Go Down

Topic: Sharp GA1A2S100LY (Read 4963 times) previous topic - next topic

Cinezaster

Jan 27, 2011, 09:02 pm Last Edit: Jan 27, 2011, 10:30 pm by Cinezaster Reason: 1
Today I tried to interface a sharp GA1A2S100 photo diode with a arduino. The Sharp GA1A2S100 is a photo diode that detecting ambient light in the visible spectrum. Unlike all the IR sensors.

Vcc to 5V
GND to ground
I0 to analog input

To get a more stable reading use a bypass capacitor of at least 0,01uF as close as possible to the sensor between GND and +5V

Even then I got a floating value with a constant light source.

For a more accurate value a added 10 readings and divided this number by 10. And then it still floats a bit, but not that hard.

Sadly on a quest to find a more extreme low value/ resistance, I burned the sensor with a laser (big green laser)
NEVER USE A POWERFUL LASER TO TEST YOUR LIGHT SENSORS.

With the laser I got readings around 600 and in the dark it gave a top of 1003. Without the laser close to a big light source I got readings around 930.
So If you want to use them you should map to value to a more useful value.
ARDUINO-JAM  BELGIUM 2012

PaulS

Quote
To get a more stable reading use a bypass capacitor of at least 0,0uF as close as possible to the sensor between GND and +5V

I think maybe you need a bigger capacitor.

Cinezaster

Indeed it should be at least 0,01uF.
ARDUINO-JAM  BELGIUM 2012

m12lrpv

I know it's an old post I'm resurrecting however this is the only post that comes up when you google this part so it's advantageous to keep it all in one place.

I have just bought this part because I needed a sensor that could operate at low light levels. I'm waiting for it to arrive so I haven't had a play with it yet however I came here looking to learn how to interface to it.

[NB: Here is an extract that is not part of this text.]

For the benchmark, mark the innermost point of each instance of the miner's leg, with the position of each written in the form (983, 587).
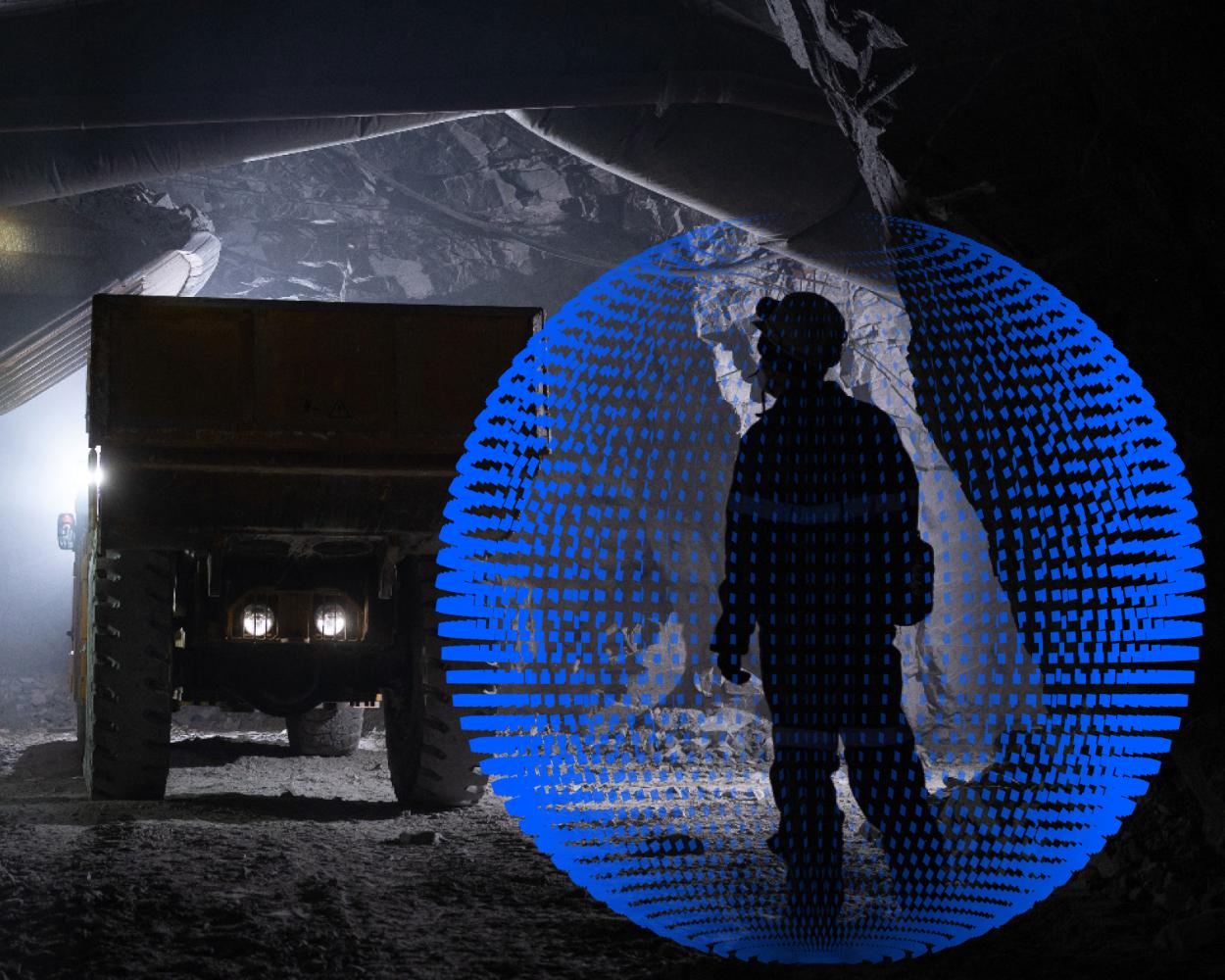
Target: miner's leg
(887, 779)
(808, 838)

I believe I know why the original poster had issues. The sensor output is a varying current output and current needs something to pass through in order to be measured and the high impedance of an arduino analog input pin would never allow it to work.

My assumption is that I need to attach some resistors to the output and measure the varying potential across the resistors however the specific details of what the circuit needs to look like escapes me.

The output in the block diagram doesn't look all that different to that of a shunt voltage regulator so I suspect that it needs to be similar to the configuration used for one of those.


Am I on the right track with this or have I missed the mark entirely?

Any help would be appreciated.

m12lrpv

Don't you hate it when seconds after you give up and ask you find the answer yourself?

When I was initially looking for a light sensor one of the things to come up was a page for some intersil parts of which some were current output.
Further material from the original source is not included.